When you took a seat in your first class at UCCS, what did you expect your professor to be like? You may have read threads on Twitter telling stories of the chill, hungover type who comes to class in pajamas, or the one who replies to student emails with memes. However, your expectations of your professors’ behavior and ability to teach are likely more informed by your unconscious personal biases about gender, race and age than by your social media feed.

As students, we must be willing to examine the biases we hold and ask ourselves why we hold certain views about our professors before we know them. Our stereotypical assumptions of professors can not only damage their careers, but also can hinder our own learning opportunities.

Often, it is easy enough to rationalize these biases. For example, many female students may feel most comfortable with male professors because they might be more likely to butt heads with professors of the same sex. Basic conflict avoidance, right? No girl wants to risk a so-called cat fight with her professor every day of the semester.

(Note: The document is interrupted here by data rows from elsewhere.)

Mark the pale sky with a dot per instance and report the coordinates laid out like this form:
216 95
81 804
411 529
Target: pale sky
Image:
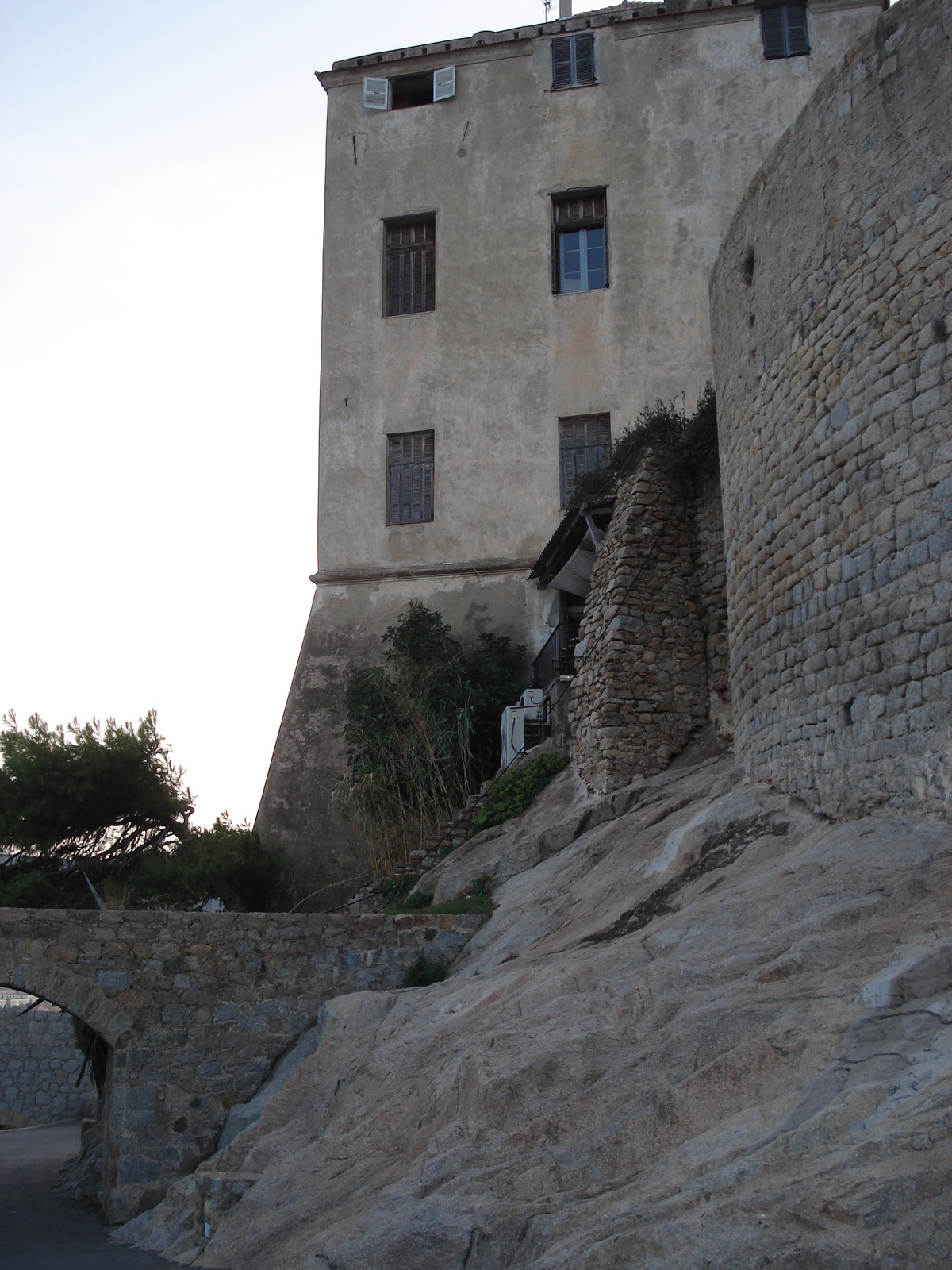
162 177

Though this idea appears innocent at first glance, it speaks to a certain level of internalized misogyny.

Female professors are consistently rated lower than their male counterparts by both male and female students, regardless of students’ actual demonstrated learning.

In a study led by Assistant Professor at the Erasmus School of Economics Anne Boring, researchers found no correlation between high performance on a standardized final exam and high evaluation of an instructor. Anya Kamenetz, reporting for NPR, calls these evaluations better reflections of gender bias than of what is supposed to be measured: teaching quality.

There is an image of a professor planted in students’ minds by history, the professional world and every college drama movie made ever: the wise, old white man at the front of the class. We readily accept this image as an authority figure because it remains so common, despite the growing diversification of university faculty.

Nothing is inherently wrong with white male professors either, so long as they fulfill their role in helping students learn.

During GPS start-up days, my professors put us through a guessing exercise. They showed groups of graduate students with the instructor of the class somewhere in the photo, and we had to assume who the professor was. It turns out there is not any physical identifying feature that will tell you if someone has a Ph.D. or not – it isn’t the forehead wrinkles, or the glasses, or the hair or the color of their skin.

The only way to judge any professor’s intelligence and ability is to experience their teaching firsthand.

Rather than dropping a class after the first day because you think you just cannot learn from or relate to a professor who does not match your preconceived notions of what an esteemed, scholarly figure should look like, consider the valuable perspective you will gain in your chosen field from taking his or her course.

You will find that you learn the greatest variety of information when you learn from a greater variety of people.